Madigan will be hoping to make his Ulster debut against Connacht, at the Aviva Stadium, on August 23. The northern province will be without captain Iain Henderson and versatile Will Addison for the remainder of the Guinness PRO14 season but are in otherwise good shape. A win over Connacht will secure a PRO14 semi-final and they also have a Champions Cup quarter final to look forward to.
For Madigan, he is hoping to slot in however Ulster coach Dan McFarland needs him and gradually make himself a key cog in the wheel. After that, a return from the Test wilderness is on his agenda.
"It was a serious boost for Andy Farrell to give me a bit of a shout-out," says Madigan, in reference to an interview the Ireland head coach gave to select media members last week. "Especially considering that I haven't played a whole lot in the last 12 months.

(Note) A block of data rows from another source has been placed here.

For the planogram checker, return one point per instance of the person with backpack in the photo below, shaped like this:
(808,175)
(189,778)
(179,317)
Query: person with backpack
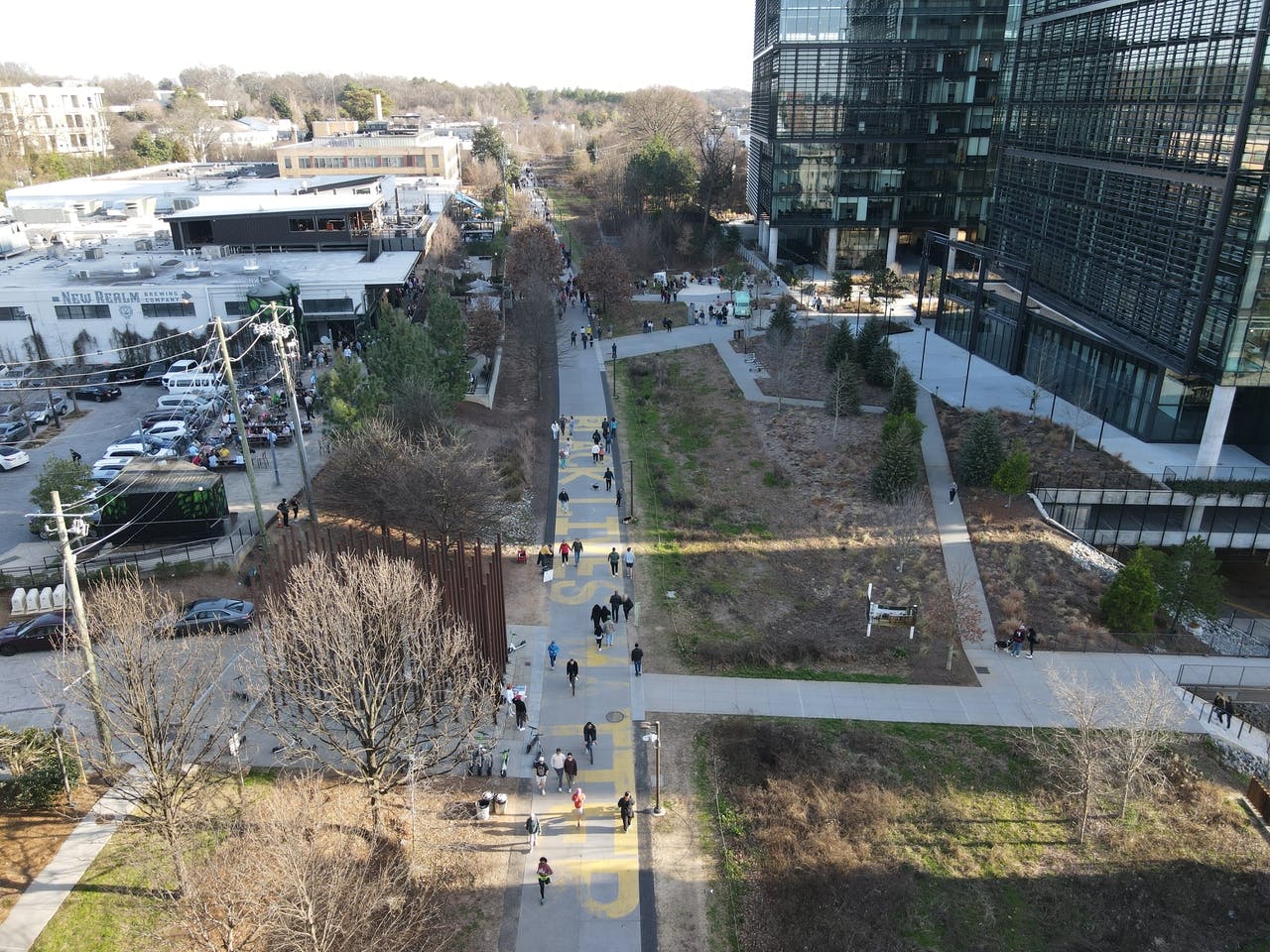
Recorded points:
(544,879)
(571,770)
(540,774)
(589,738)
(626,809)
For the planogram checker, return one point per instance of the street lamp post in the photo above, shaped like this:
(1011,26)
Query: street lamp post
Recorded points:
(653,735)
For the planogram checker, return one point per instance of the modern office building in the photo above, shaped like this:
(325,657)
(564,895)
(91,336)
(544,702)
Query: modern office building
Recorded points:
(64,117)
(1132,204)
(371,154)
(871,123)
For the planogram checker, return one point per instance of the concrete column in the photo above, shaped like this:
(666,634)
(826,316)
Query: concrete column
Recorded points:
(1214,426)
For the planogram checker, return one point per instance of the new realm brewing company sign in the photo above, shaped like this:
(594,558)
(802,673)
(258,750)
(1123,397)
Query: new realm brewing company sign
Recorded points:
(154,296)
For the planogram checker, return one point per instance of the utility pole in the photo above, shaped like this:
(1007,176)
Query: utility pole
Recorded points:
(280,334)
(241,429)
(94,688)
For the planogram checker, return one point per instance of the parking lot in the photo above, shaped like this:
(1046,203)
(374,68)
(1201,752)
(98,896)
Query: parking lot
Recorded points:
(89,433)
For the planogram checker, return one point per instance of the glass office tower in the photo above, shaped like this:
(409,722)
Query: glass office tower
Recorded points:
(871,122)
(1133,181)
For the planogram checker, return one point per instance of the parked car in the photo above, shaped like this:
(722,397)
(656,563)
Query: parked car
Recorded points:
(99,393)
(12,429)
(39,634)
(12,457)
(209,615)
(45,413)
(108,467)
(132,448)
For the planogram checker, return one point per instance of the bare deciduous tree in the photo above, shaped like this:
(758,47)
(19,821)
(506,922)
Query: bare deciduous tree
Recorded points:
(1148,715)
(368,674)
(1078,757)
(955,617)
(532,252)
(163,705)
(295,875)
(910,518)
(675,114)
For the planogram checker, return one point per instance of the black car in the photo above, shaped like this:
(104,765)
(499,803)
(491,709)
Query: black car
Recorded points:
(12,430)
(99,393)
(211,615)
(153,375)
(39,634)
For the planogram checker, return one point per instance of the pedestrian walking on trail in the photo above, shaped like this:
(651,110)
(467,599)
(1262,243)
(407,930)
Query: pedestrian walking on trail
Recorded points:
(571,770)
(544,880)
(558,766)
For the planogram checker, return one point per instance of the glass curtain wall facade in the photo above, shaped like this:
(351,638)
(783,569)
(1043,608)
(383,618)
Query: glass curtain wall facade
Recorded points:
(875,118)
(1133,180)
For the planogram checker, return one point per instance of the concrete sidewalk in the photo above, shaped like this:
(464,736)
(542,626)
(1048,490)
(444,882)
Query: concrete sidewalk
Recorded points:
(41,900)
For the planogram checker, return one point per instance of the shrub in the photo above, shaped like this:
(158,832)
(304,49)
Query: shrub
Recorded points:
(982,453)
(31,757)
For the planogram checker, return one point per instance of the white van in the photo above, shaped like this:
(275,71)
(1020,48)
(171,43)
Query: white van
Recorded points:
(190,403)
(206,384)
(182,367)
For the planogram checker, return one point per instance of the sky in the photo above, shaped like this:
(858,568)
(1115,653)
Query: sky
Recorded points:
(597,45)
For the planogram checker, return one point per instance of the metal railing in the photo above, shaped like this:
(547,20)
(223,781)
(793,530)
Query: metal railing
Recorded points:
(146,560)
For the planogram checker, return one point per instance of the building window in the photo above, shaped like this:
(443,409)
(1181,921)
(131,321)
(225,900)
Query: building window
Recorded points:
(82,312)
(327,304)
(175,308)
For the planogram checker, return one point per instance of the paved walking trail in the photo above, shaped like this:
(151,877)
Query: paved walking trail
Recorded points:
(601,895)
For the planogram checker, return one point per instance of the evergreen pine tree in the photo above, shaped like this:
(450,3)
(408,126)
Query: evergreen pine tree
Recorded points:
(982,451)
(1130,601)
(903,393)
(873,334)
(898,466)
(841,347)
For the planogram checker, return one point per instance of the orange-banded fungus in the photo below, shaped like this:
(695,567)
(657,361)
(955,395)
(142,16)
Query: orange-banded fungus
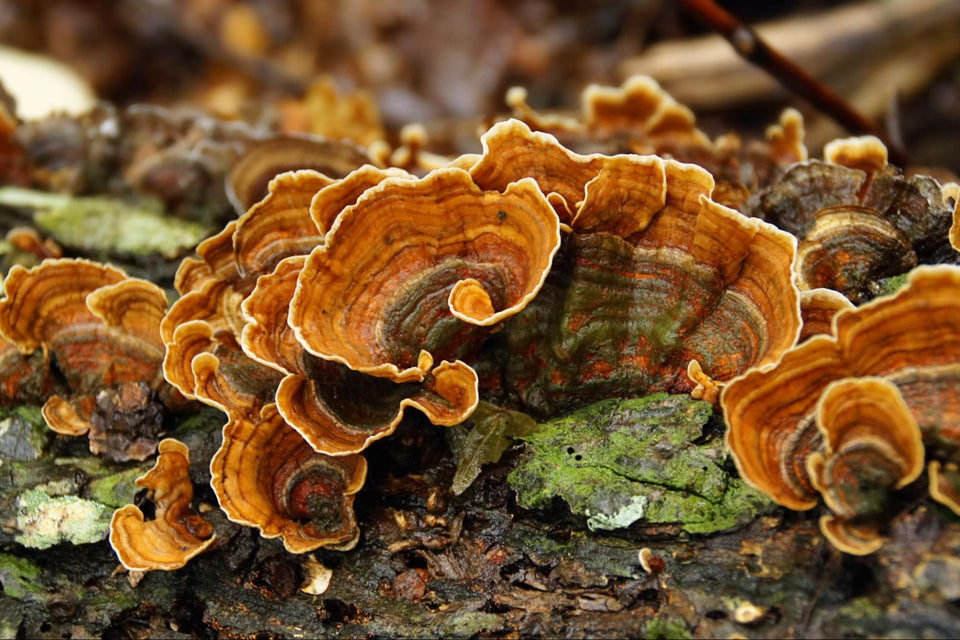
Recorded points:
(24,378)
(281,225)
(511,152)
(817,308)
(640,105)
(266,476)
(911,339)
(340,411)
(653,276)
(337,410)
(247,181)
(865,153)
(387,298)
(850,245)
(102,330)
(639,117)
(951,195)
(871,446)
(175,534)
(858,218)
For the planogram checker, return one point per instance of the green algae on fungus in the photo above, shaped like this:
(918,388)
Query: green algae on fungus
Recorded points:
(23,433)
(618,462)
(107,225)
(20,579)
(43,521)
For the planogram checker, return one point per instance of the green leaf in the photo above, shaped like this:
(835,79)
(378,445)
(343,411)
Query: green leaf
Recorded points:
(483,439)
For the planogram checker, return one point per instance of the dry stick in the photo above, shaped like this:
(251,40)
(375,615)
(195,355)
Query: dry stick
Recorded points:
(751,47)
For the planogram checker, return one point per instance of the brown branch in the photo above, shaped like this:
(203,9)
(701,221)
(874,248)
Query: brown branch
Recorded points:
(751,47)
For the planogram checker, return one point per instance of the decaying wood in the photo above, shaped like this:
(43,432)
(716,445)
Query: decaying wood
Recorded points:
(868,52)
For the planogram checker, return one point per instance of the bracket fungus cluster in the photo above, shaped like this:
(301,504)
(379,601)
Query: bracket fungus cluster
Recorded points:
(89,337)
(174,534)
(858,218)
(653,275)
(851,416)
(330,307)
(640,117)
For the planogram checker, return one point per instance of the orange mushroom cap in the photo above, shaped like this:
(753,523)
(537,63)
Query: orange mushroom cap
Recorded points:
(857,218)
(511,152)
(378,297)
(653,276)
(911,339)
(866,153)
(951,196)
(266,476)
(640,104)
(818,308)
(279,225)
(247,181)
(175,535)
(102,329)
(871,446)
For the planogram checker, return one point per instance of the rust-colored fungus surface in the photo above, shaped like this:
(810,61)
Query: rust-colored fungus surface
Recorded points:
(102,330)
(452,259)
(911,339)
(384,299)
(858,218)
(817,308)
(175,534)
(640,117)
(267,476)
(951,196)
(249,177)
(653,275)
(871,446)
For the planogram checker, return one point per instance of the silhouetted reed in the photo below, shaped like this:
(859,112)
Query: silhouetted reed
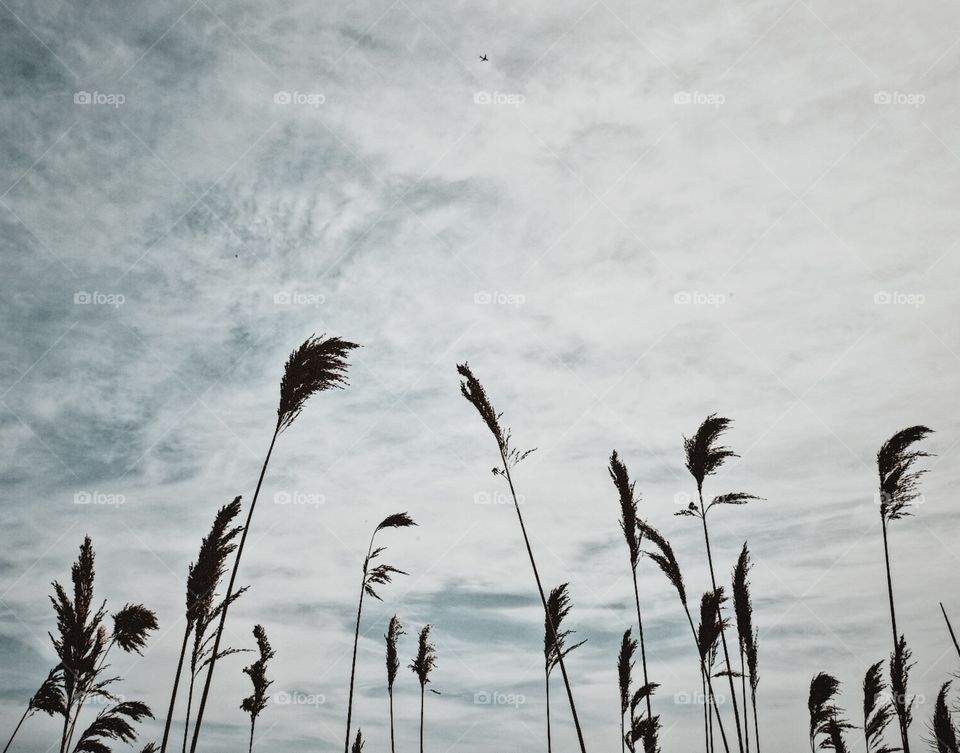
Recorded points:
(826,718)
(394,631)
(203,579)
(257,672)
(628,524)
(666,560)
(877,712)
(422,666)
(372,576)
(943,729)
(319,364)
(704,457)
(555,639)
(748,639)
(898,491)
(474,393)
(628,647)
(644,729)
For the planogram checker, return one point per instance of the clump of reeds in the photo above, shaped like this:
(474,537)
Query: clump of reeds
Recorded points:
(48,699)
(257,672)
(377,575)
(555,640)
(422,666)
(663,556)
(394,631)
(628,647)
(877,712)
(629,500)
(704,457)
(644,729)
(748,640)
(473,391)
(943,729)
(898,490)
(318,365)
(82,645)
(203,580)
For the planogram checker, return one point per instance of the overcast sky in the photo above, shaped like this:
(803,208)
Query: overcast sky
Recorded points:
(631,216)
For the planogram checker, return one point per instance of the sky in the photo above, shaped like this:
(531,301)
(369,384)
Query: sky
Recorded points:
(631,216)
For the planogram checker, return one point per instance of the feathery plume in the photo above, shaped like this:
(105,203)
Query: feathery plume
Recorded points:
(877,713)
(317,365)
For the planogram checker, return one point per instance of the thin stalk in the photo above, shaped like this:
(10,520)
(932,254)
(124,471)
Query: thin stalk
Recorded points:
(176,685)
(543,600)
(723,636)
(421,717)
(549,743)
(227,598)
(393,748)
(893,625)
(643,650)
(16,729)
(950,628)
(706,674)
(743,686)
(356,639)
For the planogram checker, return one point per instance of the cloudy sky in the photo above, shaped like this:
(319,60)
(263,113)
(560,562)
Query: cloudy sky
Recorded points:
(632,216)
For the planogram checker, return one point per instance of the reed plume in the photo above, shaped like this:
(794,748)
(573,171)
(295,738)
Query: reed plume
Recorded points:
(643,729)
(743,609)
(422,666)
(357,746)
(704,457)
(378,575)
(628,647)
(83,644)
(394,631)
(877,712)
(554,640)
(48,699)
(476,395)
(943,728)
(826,718)
(318,365)
(629,500)
(257,672)
(664,557)
(203,578)
(899,482)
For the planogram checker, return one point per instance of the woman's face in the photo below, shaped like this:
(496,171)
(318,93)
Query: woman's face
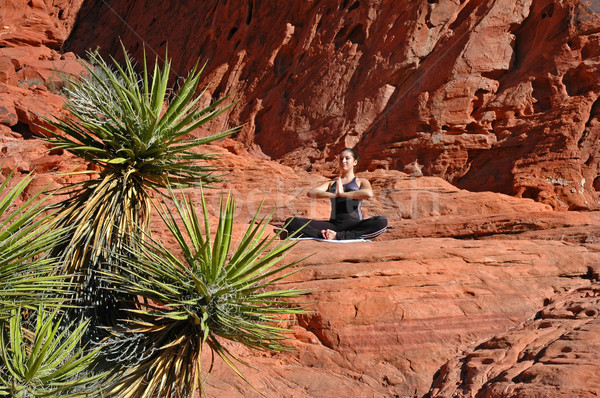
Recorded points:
(347,161)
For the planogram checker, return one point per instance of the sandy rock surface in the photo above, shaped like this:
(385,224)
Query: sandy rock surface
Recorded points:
(477,121)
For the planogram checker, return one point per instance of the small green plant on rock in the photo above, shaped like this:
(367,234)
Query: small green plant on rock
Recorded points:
(214,292)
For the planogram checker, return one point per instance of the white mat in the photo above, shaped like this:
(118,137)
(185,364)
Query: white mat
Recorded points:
(333,240)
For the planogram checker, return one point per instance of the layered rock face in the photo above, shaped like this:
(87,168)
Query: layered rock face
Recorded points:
(467,293)
(489,95)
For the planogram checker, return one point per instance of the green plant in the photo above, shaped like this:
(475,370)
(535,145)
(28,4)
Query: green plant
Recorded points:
(25,278)
(41,359)
(213,293)
(137,133)
(124,123)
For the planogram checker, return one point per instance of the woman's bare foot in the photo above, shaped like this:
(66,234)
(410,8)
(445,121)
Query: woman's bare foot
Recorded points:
(329,234)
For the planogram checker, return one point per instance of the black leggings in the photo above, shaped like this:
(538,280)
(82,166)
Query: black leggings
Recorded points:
(351,229)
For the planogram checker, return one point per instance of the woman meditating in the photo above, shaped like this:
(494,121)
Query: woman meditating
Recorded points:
(346,194)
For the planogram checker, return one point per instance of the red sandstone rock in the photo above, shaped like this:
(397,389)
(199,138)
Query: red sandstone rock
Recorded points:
(36,22)
(551,355)
(496,96)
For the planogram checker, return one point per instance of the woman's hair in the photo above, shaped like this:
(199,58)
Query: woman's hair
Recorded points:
(352,151)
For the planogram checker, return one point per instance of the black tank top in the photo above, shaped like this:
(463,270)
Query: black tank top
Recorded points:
(345,209)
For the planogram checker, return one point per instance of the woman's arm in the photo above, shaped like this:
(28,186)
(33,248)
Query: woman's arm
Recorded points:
(364,192)
(321,191)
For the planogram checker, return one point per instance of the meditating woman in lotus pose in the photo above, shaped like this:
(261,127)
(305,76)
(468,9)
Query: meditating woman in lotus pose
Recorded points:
(346,194)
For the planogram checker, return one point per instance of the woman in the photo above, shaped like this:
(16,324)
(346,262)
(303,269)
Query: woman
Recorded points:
(346,194)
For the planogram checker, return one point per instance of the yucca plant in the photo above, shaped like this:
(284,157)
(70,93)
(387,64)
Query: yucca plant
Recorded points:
(41,359)
(203,292)
(137,133)
(25,278)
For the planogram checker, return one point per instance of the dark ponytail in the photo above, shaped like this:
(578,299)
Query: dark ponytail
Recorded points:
(352,151)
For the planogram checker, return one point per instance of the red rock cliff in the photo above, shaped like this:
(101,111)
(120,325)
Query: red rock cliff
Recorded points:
(490,95)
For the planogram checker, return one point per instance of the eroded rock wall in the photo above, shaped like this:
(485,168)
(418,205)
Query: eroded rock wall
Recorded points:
(490,95)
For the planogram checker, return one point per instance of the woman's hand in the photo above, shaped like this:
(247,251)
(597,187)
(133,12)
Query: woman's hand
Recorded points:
(339,188)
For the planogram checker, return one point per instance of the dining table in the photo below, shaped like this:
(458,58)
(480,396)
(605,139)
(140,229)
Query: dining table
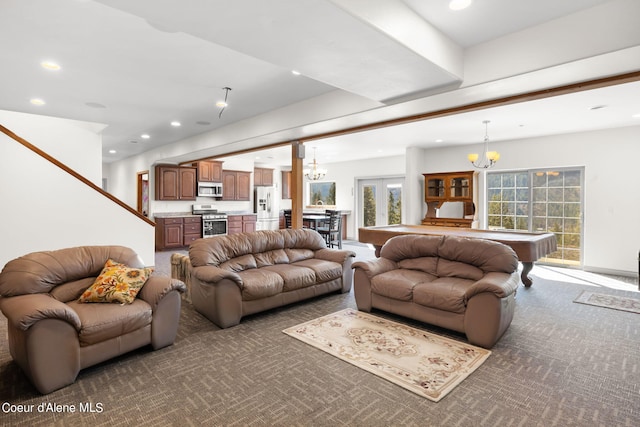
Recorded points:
(314,220)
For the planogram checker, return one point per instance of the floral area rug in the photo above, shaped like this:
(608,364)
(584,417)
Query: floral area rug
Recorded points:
(609,301)
(426,364)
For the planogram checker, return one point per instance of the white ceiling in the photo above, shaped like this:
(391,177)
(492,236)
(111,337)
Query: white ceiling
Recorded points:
(137,65)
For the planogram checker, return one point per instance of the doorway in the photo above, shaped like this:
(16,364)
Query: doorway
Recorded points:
(143,192)
(380,201)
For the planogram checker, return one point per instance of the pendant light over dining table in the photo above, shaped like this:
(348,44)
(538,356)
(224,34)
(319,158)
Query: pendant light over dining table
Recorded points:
(223,104)
(314,173)
(488,158)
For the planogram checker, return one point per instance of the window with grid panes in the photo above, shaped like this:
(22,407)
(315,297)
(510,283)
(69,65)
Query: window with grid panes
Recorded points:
(540,201)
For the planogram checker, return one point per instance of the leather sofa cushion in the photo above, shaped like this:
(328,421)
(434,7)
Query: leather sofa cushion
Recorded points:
(447,268)
(399,284)
(444,293)
(325,270)
(112,320)
(72,290)
(220,249)
(294,276)
(260,283)
(425,264)
(277,256)
(240,263)
(40,272)
(296,255)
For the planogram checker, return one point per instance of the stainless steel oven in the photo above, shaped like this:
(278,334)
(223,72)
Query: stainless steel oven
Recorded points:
(214,223)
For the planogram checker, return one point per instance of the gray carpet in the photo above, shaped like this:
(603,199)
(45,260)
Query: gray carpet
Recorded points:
(560,363)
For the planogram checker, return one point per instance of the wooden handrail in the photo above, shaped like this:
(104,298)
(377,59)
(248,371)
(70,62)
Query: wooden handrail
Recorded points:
(73,173)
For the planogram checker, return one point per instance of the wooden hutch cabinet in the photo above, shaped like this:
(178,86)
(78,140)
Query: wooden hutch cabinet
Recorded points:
(441,189)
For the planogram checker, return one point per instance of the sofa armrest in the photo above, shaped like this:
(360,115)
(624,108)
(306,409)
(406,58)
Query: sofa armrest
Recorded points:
(335,255)
(157,287)
(376,266)
(501,284)
(23,311)
(210,275)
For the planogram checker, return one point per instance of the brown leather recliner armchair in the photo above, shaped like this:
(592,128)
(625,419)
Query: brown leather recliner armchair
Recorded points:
(52,336)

"For me, personally, coming back and being able to play for one of the Irish provinces and having playing for Ireland as one of my main goals, it's really focused me with my training and given me something to aim at.
"But I'm under no illusions that I've got to really prove myself. That's starts here, with Ulster. They've some good quality guys here in Billy Burns and Bill Johnston, and even Mike Lowry, who plays 10 and 15. It starts here in Ulster and working my way into the 23. If that means coming off the bench and playing well in games, and then being patient to get a start and then playing well... it kind of goes from there."
Madigan believes that staking a claim in a starting provincial XV and making a mark in league and European action would be the best way to force himself into the Ireland conversation yet acknowledges 'there's a lot of rugby to be played on my part for that to happen'. He adds:
"It's something that really excites me. My number one goal is still to play for Ireland and that's where I'm at."
Madigan was injured for a sizeable portion of his final season at Bristol and says he has used the lockdown and easing back periods as an opportunity to physically and mentally improve. "I feel I'm in the best physical condition that I've ever been," he declares.